Tax Burdens and Happiness
December 30, 2009
The Wall Street Journal has an interesting editorial using Tax Foundation data:
Does living in a blue state make people blue? It seems so, according to a new study in Science magazine that ranks states according to their happiness. The study finds that New Yorkers are the unhappiest people in America and their neighbors in Connecticut come in a close second, followed by Michigan, Indiana, New Jersey, California, and Illinois. And the happiest states? Drum roll, please…Louisiana, Hawaii, Florida, Tennessee, and Arizona.

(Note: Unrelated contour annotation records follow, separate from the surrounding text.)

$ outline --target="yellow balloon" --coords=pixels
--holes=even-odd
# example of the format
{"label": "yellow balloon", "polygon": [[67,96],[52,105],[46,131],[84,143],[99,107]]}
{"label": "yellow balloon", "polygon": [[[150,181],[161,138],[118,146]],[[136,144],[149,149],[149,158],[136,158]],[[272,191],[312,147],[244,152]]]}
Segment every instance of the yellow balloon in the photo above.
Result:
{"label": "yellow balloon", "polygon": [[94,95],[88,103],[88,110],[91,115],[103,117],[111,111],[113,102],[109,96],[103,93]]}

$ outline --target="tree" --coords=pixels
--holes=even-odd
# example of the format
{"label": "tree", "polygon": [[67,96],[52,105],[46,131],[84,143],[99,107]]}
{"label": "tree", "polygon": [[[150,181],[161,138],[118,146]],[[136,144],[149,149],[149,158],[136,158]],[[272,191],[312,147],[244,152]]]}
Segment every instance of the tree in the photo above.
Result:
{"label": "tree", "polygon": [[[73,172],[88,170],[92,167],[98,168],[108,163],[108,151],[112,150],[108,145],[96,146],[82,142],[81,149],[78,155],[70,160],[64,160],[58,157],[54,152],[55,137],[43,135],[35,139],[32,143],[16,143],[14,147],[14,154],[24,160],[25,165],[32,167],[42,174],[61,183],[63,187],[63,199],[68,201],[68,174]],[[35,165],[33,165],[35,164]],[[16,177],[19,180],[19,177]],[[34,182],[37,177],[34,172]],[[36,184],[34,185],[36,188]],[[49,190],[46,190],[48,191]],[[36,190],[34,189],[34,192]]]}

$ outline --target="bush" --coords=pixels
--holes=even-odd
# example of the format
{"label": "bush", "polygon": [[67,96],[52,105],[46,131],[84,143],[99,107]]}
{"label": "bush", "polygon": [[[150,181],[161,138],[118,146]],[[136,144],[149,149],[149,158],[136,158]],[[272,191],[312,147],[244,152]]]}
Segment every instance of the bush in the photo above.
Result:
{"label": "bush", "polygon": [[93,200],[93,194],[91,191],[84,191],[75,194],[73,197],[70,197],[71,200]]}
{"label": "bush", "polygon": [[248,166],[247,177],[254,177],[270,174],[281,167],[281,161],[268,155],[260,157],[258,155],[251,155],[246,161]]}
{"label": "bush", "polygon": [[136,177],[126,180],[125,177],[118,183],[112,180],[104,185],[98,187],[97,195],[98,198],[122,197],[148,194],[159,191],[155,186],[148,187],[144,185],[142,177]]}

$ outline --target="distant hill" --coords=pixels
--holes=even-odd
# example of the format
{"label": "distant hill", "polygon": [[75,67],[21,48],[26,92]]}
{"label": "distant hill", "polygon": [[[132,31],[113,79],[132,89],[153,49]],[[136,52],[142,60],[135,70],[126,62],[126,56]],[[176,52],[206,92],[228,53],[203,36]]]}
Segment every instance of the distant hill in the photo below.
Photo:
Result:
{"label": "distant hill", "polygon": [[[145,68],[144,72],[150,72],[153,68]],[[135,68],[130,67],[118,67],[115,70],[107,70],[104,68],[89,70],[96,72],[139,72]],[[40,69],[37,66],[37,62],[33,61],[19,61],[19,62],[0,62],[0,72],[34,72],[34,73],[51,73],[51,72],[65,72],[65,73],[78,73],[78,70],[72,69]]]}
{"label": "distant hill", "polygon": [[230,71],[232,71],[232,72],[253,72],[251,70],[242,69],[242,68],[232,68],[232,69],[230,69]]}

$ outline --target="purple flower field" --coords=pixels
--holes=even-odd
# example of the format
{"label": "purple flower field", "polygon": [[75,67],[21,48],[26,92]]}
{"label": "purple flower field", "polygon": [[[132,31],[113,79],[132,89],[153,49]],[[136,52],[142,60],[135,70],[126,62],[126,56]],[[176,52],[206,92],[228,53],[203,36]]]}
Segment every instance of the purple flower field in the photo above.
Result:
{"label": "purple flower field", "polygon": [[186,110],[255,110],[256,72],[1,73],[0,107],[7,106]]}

Eight of the ten happiest states lean right while eight of the ten unhappiest tilt left. While the study by no means proves that being liberal makes people unhappy, it does reflect some of the unfortunate implications of living in a blue state.
…According to the Tax Foundation 2008 analysis, three of the top five unhappiest states—New York, Connecticut and New Jersey—have the highest state-local tax burdens. On the other hand, four of the top five happiest states—Louisiana, Florida, Tennessee and Arizona—are among the states with the lowest state-local tax burdens. True, correlation doesn’t prove causation, and high taxes alone don’t always make people miserable, but there’s something going on here.
People generally do not like paying taxes. And while money does not buy happiness, it pays for the search. So having more of one’s cash kept from the government intuitively suggests more happiness. But while unhappiness is correlated with high tax burdens, high income is also kind of correlated with high tax burdens. People in New Jersey, New York, and Connecticut might be taxed a lot, but they earn a lot too. So it is unlikely that disposable income is a major cause of “happiness”, or whatever this survey recorded, because people in those states would still have relatively high levels of disposable income.
Also noteworthy is in a world wide happiness survey Denmark, Finland, and the Netherlands (not thought of as low tax countries) came out on top. Although citizens in those countries receive a lot of quality public services—a point the editorial makes. That is something one cannot say about living in New Jersey.
Focusing on one policy area, like tax policy, and happiness is a mistake. But if there was a causation proven between tax climate and happiness, should one then design tax policy with happiness in mind? Bhutan, a small nation in South Asia, has discarded GNP as a measure of success and instead relies on GNH (Gross National Happiness) in policy evaluation. Having a nominal GDP per capita of just over $2,000 is no bother for the Bhutan King. It is happiness that counts.
Our pet loving Bill Ahern does not think this is how tax policy should be made, and has pointed out that the “tax code should not be used to make people happy.” The tax code should raise revenue in the least distortionary or discriminatory way possible. A good tax code strives for neutrality and simplicity. Of course citizens are able to prosper under sound tax policy, which ought to make them happy. But one should leave happiness goals at least to the services funded by taxes. While the intersection of happiness research and tax policy is interesting, it is mostly inconsequential.
For good measure, here Will Wilkinson gives reasons to be critical of happiness research.